Over the Rhine

Q&A with Over the Rhine

CB: Have you been surprised by how the choreographers interpreted the songs?
OTR:We have always encouraged and left room for listeners to our music to form their own response to the songs. Everyone can lay the transparency of their particular life on a good song and find points of intersection. But everyone’s story is unique. So we are completely comfortable with and inspired to see the results of the choreographers’ interpretations. Singing and dancing are both some of the most intense emotional human expressions available to us, so the combination, to us, is wonderful and very moving.
 
CB: Cincinnati Ballet and the community have been thrilled and excited about this collaborative performance since it was announced last spring.
OTR: Yes, we are thrilled too, and creative energy and excitement is contagious. We love finding new ways of presenting our music, and this is one of the most exciting collaborations of our 20-year career.
 
Being from Cincinnati, you have a long-term relationship with this city, the same city that supports a prominent, full-time resident ballet company. Can you reflect on that connection?
Cincinnati has been supportive to us over the years, and we have tried to continually find ways of expressing gratitude for this support. Remaining rooted in Ohio and using Cincinnati as our home base, as opposed to relocating the band to Nashville or New York is the most obvious expression of our gratitude. In 2011 it feels more real to have a home to operate from as opposed to jumping in to a city to try to advance a career. Cincinnati should be proud of its ballet company, its symphony orchestra, its cultural heritage – and the fact that our music can be an ongoing part of Cincinnati’s cultural life is of course an honor.
 
Any thoughts on the uniqueness of the collaboration with Cincinnati Ballet (New Works 2009 and 2010, and now Infamous Love Songs)? Not many other bands are taking on a collaboration like this. What attracted you to the project?

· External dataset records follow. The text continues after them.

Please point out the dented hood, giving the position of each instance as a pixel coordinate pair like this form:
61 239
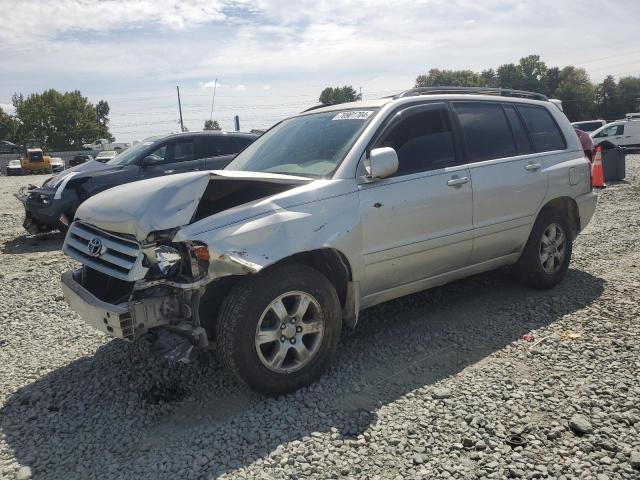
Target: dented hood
162 203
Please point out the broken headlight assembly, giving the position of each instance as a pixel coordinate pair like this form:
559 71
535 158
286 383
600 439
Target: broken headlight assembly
189 260
41 198
167 259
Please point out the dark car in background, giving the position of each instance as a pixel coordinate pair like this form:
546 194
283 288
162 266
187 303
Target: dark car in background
8 147
586 142
79 160
54 204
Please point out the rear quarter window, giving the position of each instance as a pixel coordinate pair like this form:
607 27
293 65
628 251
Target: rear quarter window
543 130
486 131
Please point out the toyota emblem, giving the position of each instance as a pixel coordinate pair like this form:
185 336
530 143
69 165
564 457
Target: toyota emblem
94 247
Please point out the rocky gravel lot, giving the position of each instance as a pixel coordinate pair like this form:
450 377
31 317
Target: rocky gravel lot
428 386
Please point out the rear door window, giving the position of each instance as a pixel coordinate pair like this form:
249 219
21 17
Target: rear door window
544 131
486 131
176 151
517 128
423 140
221 145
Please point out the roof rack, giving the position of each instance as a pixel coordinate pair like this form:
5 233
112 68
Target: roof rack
315 107
503 92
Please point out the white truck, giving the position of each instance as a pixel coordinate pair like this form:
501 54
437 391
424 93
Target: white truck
104 144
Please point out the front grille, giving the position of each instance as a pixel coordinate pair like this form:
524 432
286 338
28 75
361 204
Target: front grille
113 254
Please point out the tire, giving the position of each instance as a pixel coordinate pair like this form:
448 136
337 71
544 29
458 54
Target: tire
530 269
246 311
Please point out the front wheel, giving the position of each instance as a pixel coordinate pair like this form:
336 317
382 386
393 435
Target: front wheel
278 330
545 259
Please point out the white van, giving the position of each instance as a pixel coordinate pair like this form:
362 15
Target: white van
623 133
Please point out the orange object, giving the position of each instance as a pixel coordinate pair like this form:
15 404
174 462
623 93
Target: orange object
597 172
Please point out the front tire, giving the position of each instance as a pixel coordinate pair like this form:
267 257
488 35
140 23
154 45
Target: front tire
278 330
545 259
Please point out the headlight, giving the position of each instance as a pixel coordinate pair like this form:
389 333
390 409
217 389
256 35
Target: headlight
41 198
168 258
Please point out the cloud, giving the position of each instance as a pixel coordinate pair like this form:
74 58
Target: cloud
47 19
7 108
273 57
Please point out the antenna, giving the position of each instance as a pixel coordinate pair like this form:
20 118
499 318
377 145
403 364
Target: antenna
215 84
180 109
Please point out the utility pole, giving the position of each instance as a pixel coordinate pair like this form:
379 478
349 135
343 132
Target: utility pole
180 109
215 84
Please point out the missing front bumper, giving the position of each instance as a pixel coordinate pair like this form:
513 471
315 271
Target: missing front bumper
114 320
127 321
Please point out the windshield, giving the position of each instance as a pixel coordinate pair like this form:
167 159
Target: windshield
130 155
309 145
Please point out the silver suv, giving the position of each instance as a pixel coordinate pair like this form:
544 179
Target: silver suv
326 214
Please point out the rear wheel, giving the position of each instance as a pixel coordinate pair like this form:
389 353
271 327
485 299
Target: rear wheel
546 256
278 330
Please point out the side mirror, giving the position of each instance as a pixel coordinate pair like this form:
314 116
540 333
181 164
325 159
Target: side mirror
148 160
383 162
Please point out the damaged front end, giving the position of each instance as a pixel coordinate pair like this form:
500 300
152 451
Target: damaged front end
140 273
129 290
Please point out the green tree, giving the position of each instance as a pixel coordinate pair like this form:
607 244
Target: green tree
211 125
102 113
551 81
628 94
8 127
333 96
61 120
449 78
509 76
489 78
577 93
607 100
532 73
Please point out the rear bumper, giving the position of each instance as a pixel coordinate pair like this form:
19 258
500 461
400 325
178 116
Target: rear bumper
586 207
114 320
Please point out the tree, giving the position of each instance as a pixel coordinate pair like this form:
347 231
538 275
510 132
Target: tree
8 127
61 120
449 78
211 125
509 76
607 100
333 96
489 78
628 94
577 93
551 81
532 73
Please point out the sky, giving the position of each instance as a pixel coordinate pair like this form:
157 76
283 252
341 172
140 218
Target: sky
271 58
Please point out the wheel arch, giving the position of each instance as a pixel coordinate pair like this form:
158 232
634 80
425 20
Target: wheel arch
330 262
568 207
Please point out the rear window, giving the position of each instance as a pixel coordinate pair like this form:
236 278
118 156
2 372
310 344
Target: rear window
486 131
517 128
544 131
588 126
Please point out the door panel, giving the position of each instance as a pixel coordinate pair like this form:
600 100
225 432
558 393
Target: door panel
415 227
506 195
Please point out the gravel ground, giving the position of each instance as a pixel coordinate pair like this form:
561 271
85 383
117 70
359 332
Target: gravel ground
428 386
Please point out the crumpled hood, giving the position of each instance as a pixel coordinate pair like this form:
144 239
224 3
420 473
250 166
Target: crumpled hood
161 203
88 168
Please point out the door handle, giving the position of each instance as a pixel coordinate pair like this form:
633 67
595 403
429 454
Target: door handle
457 181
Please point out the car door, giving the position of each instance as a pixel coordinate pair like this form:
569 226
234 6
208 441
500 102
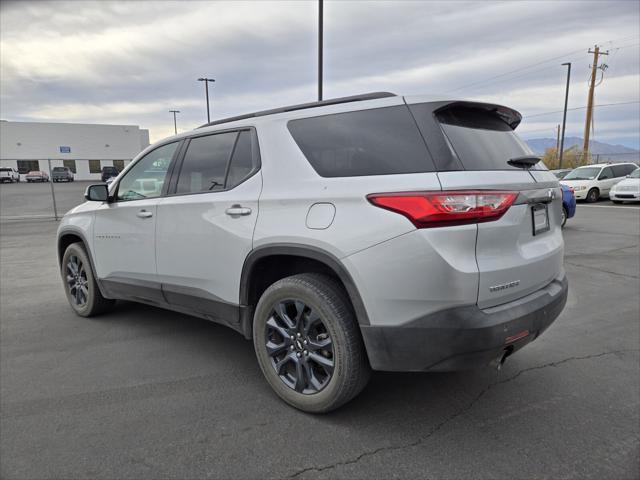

I paid much of my way through college by accompanying ballet classes. I always loved playing the piano with a room full of dancers moving to what I was playing. And I often improvised - made up music on the spot – because I was inspired and caught up in the moment. It’s like a miracle happening in front of your eyes – the music is suddenly alive and three-dimensional. So to Karin and I, it was a perfect idea to let dancers and choreographers bring our songs to life in their own unique way.
 
Do you foresee further cross-disciplinary art projects in the future?
We would like to play with more orchestras, and do an outdoor concert with the Cincinnati Pops Orchestra when the time is right. I would also eventually like to do more film scoring – again the idea of attaching music to motion and emotion.